The truth is, there’s nothing in Guerrero Negro either. But we didn’t get to Guerrero Negro. At Punta Prieta, I’d figured the Federales must know something, and more than that, maybe they can take Eddie off my hands, because I don’t know what I’m going to do for him. But they don’t know nothin’ and don’t want nothin’ to do with nothin’. I was real disappointed with those people. We asked them where the nearest doctor was, and they say Guerrero Negro. So we headed south to Guerrero Negro and were on the road maybe a half hour or forty minutes and we ran upon some Green Angels [the Mexican government’s mobile mechanics who cruise the Transpeninsular Highway]. And we ask them for the nearest doctor and they say Guerrero Negro. ‘But,’ they say, ‘we just recently stopped for some guy down the road with a break-down and he’s an American paramedic and maybe he can help you.’ How? Where? ‘Not very far and he’s got one of those trailers that collapses down.’ So I figured we can’t miss that. Well, we do run across him and it seems like it’s an hour later. He’s in the middle of the road, trying to figure out what has happened to his car. I was still in the car and since his was still in the road, I just lean out the window and yell, ‘You a paramedic?’ and explain my friend’s in the car. ‘Can you see what you can do?’ ”

Ray Seeger

“I had been in Mexico for about two weeks. It was the end of my trip and I was heading back. I’d stopped for breakfast in San Ignacio and noticed some Green Angels, those public-service people who assist tourists and also do some emergency medical help, too, so we had a conversation because I was interested in what their duties and responsibilities are — they’re pretty limited by equipment and training, though, and they have to cover so many miles of roads. Their first aid is so basic . . .

“After I pulled out from San Ignacio, I’d only traveled about a hundred, maybe 150 miles and passed Guerrero Negro and had crossed from Baja Sur into Baja Norte and was maybe five miles north of there when my car started to sputter and stop. While I was sitting there, the Green Angels I’d been talking to came driving by with another fellow in their truck they said they were taking into Rosarito for some mechanical help and they said they’d stop and help me on their way back.

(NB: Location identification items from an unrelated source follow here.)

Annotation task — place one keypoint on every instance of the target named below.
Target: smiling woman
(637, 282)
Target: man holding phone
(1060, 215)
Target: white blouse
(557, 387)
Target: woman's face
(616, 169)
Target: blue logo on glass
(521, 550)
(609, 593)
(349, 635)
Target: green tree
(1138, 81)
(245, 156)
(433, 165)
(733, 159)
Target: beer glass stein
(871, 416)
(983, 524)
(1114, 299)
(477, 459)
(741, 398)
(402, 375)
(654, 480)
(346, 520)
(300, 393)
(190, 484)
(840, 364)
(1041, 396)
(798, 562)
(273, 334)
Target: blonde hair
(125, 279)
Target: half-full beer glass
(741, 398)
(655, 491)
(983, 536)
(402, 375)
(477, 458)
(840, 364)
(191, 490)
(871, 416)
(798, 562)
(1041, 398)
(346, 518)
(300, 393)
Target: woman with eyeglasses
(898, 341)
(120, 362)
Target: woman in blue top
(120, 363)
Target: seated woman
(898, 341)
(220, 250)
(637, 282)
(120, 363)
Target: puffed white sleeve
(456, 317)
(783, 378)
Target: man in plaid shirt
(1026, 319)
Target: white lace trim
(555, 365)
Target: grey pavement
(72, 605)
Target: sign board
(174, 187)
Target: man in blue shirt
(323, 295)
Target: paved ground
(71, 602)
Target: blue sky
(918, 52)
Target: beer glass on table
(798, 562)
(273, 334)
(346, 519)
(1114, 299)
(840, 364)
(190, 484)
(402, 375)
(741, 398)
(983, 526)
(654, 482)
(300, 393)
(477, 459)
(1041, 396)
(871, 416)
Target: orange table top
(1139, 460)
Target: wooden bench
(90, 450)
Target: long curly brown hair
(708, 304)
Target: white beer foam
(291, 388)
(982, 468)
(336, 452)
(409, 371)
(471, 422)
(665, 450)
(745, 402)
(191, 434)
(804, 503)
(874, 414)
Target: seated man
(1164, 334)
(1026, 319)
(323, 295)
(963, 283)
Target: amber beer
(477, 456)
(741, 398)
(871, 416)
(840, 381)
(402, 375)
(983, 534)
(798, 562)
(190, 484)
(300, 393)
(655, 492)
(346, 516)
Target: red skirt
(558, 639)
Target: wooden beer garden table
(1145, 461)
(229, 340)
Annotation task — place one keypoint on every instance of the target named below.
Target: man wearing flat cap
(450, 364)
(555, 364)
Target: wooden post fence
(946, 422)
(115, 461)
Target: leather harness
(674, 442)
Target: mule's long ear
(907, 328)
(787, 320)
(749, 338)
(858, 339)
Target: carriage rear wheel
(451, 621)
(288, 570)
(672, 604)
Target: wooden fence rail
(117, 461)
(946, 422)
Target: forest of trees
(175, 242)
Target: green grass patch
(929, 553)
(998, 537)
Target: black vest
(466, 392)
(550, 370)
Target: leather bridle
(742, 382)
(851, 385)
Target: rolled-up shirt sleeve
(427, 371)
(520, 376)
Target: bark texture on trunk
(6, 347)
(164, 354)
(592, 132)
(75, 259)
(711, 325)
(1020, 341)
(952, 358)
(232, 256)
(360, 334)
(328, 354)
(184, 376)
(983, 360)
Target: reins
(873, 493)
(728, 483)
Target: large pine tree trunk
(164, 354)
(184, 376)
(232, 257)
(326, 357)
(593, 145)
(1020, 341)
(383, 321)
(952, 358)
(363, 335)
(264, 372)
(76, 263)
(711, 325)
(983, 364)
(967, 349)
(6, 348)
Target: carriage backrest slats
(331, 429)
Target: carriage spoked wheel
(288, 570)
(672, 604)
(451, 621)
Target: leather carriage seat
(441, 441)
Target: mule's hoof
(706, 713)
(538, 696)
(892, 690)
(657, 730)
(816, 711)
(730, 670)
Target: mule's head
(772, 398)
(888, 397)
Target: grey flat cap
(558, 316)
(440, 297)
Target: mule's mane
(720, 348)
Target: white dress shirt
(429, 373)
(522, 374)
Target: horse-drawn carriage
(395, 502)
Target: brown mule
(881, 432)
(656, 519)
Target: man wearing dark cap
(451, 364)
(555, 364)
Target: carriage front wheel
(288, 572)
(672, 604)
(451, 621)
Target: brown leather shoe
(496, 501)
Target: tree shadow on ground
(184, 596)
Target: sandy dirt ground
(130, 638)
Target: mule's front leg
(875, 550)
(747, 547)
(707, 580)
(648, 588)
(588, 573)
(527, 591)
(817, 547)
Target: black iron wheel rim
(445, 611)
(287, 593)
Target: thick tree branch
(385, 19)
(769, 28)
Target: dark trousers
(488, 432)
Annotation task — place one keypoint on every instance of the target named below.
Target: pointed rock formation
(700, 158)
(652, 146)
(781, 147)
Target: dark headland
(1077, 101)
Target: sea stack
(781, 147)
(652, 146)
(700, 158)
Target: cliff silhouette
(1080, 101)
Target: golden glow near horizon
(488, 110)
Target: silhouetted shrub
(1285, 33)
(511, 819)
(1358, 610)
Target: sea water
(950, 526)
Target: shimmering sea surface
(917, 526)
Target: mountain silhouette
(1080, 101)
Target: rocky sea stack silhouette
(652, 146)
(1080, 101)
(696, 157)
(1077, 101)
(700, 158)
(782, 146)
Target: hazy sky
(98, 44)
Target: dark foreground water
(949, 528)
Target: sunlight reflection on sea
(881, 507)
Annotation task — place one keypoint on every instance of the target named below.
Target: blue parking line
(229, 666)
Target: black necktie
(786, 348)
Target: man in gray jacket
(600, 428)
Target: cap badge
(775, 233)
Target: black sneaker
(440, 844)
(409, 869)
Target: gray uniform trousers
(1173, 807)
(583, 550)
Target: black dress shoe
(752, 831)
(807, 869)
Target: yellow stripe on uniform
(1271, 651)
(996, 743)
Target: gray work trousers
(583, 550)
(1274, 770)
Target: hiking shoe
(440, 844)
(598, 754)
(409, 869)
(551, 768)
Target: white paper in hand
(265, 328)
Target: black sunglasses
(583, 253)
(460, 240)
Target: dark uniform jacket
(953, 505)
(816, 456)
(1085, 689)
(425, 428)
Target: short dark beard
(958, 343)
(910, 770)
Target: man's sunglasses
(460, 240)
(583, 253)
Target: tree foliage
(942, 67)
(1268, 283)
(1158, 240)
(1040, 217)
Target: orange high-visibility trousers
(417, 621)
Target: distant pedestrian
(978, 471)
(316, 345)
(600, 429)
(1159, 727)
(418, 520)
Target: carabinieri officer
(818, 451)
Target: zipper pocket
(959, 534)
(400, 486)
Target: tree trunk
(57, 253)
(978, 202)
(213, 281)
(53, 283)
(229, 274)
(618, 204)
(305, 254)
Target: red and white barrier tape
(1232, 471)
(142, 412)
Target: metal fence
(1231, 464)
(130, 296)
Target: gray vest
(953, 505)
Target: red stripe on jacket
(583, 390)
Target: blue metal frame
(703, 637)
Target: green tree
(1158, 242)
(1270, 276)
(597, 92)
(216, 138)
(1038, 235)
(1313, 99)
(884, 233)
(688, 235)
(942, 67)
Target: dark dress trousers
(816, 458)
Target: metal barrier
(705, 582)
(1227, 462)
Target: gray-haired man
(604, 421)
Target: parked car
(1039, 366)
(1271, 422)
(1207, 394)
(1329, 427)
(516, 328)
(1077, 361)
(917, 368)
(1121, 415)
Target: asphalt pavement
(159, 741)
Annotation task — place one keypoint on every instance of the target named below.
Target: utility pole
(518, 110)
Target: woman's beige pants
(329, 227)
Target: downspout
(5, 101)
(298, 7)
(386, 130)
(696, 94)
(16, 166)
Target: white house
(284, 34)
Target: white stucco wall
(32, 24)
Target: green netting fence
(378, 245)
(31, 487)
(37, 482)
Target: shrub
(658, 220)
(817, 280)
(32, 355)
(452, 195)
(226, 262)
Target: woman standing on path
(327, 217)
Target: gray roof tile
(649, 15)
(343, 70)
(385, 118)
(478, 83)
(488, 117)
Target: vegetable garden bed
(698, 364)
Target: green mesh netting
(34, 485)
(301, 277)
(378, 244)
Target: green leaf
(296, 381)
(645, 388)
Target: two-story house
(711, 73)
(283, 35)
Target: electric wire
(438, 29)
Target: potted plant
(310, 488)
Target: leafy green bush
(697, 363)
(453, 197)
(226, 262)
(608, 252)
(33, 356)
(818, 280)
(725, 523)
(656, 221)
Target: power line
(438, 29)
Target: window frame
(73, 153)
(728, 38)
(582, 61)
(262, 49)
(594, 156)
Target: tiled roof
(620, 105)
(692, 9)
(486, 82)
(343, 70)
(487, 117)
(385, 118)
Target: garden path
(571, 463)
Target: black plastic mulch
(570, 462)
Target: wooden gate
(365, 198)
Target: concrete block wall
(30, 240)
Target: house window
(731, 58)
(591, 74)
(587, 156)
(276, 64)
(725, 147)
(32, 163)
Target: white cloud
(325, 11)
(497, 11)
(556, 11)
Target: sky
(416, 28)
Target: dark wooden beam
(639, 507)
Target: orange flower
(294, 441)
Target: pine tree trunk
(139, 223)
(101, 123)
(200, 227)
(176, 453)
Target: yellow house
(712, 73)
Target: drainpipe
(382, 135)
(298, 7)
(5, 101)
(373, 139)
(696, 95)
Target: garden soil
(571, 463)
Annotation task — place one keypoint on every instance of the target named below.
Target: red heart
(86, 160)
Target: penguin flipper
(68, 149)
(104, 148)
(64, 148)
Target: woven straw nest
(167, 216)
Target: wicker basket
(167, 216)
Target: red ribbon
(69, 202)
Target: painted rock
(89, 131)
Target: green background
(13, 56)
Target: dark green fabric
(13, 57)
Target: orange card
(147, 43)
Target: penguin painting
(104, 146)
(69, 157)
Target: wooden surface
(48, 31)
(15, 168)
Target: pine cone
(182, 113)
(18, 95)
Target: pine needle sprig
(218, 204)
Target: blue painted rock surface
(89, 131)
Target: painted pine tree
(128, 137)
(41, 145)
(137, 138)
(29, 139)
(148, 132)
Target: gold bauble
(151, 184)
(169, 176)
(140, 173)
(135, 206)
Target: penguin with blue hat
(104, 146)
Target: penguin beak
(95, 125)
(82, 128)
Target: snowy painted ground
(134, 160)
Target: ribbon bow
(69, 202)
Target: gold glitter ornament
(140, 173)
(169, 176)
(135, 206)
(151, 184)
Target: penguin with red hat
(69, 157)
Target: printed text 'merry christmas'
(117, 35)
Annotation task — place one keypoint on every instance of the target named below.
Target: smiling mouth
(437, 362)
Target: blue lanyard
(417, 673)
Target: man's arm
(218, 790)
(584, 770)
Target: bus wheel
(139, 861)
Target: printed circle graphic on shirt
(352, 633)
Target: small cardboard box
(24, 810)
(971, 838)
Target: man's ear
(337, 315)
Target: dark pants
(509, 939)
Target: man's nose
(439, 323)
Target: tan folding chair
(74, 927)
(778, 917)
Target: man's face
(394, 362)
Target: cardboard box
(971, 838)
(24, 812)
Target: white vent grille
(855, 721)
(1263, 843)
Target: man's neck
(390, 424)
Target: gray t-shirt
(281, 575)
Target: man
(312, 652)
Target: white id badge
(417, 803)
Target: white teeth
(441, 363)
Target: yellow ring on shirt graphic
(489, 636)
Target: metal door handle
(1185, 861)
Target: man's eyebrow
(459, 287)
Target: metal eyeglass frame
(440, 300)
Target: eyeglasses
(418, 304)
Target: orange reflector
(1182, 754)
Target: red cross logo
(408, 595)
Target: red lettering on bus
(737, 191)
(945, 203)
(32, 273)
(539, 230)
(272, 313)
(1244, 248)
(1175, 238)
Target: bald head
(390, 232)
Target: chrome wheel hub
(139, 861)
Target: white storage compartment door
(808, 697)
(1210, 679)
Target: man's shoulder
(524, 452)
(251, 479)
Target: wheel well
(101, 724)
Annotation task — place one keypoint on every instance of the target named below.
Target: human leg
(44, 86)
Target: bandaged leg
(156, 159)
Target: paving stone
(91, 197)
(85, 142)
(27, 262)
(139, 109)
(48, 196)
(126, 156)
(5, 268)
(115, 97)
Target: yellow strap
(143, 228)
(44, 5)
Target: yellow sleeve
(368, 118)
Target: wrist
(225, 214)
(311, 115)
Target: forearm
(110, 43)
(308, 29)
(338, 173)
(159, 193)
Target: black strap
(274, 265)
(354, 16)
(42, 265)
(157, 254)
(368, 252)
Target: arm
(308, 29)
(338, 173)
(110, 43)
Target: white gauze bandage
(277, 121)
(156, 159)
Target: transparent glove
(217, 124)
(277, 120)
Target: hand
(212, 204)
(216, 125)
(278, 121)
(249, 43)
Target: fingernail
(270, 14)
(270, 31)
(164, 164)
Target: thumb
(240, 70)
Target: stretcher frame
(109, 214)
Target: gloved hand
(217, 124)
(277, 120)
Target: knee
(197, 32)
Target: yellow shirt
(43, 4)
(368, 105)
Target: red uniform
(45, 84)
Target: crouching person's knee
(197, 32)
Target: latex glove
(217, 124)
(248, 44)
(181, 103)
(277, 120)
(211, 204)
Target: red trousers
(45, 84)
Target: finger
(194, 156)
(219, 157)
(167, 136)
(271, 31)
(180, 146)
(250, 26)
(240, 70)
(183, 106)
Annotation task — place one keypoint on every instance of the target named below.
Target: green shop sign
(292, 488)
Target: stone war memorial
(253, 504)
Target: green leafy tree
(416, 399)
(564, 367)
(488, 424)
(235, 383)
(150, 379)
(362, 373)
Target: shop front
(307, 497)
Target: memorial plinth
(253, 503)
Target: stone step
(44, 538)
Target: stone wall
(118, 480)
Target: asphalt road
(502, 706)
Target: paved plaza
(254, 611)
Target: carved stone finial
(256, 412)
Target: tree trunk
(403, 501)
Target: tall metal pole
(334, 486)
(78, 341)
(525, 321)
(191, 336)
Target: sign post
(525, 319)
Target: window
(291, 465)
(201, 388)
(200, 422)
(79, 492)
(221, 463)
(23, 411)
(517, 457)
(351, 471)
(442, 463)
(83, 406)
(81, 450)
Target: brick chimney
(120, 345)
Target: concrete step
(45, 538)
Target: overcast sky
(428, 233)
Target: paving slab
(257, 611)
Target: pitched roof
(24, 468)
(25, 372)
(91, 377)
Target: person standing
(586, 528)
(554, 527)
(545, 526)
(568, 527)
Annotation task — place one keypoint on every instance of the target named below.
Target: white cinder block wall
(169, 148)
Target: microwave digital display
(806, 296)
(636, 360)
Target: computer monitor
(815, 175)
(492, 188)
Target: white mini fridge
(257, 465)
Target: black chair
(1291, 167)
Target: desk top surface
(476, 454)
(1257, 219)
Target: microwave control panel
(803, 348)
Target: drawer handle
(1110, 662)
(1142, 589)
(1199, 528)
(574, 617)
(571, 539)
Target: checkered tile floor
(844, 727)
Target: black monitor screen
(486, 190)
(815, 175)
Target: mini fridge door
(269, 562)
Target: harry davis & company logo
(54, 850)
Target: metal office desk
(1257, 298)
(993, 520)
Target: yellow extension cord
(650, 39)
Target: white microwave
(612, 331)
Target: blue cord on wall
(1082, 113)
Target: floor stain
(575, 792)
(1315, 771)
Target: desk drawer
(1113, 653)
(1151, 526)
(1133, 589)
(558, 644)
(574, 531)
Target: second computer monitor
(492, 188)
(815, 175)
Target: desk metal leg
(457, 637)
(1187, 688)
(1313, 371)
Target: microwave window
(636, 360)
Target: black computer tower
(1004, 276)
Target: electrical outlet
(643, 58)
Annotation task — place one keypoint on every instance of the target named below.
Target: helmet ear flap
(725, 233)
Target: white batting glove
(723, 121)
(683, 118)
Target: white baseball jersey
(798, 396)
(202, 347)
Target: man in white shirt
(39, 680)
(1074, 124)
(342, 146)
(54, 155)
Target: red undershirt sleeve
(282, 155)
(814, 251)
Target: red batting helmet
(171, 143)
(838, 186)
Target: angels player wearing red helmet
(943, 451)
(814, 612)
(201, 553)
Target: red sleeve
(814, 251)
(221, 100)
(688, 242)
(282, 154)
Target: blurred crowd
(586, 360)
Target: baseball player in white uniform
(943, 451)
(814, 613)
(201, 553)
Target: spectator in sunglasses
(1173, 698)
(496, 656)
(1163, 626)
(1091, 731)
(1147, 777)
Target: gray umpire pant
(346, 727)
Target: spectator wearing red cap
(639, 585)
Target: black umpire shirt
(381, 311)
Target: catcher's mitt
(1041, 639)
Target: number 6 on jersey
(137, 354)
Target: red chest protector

“It was about noon and I knew I’d get some help eventually, so I waited. It was probably an hour before I began wondering if they were really going to come back and whether I was going to be stranded there the rest of my life. I was with my wife and foster daughter, who was sixteen at the time, and my natural daughter, who was twelve. I was waiting and someone pulled in behind me. I was kind of relieved that someone might be able to help, because it turned out he was a mechanic. His name was Robert Beltran, and he started looking and told me it was probably dirt in the fuel filter, and about that time a van pulled in from the other direction with people waving their arms and talking frantically.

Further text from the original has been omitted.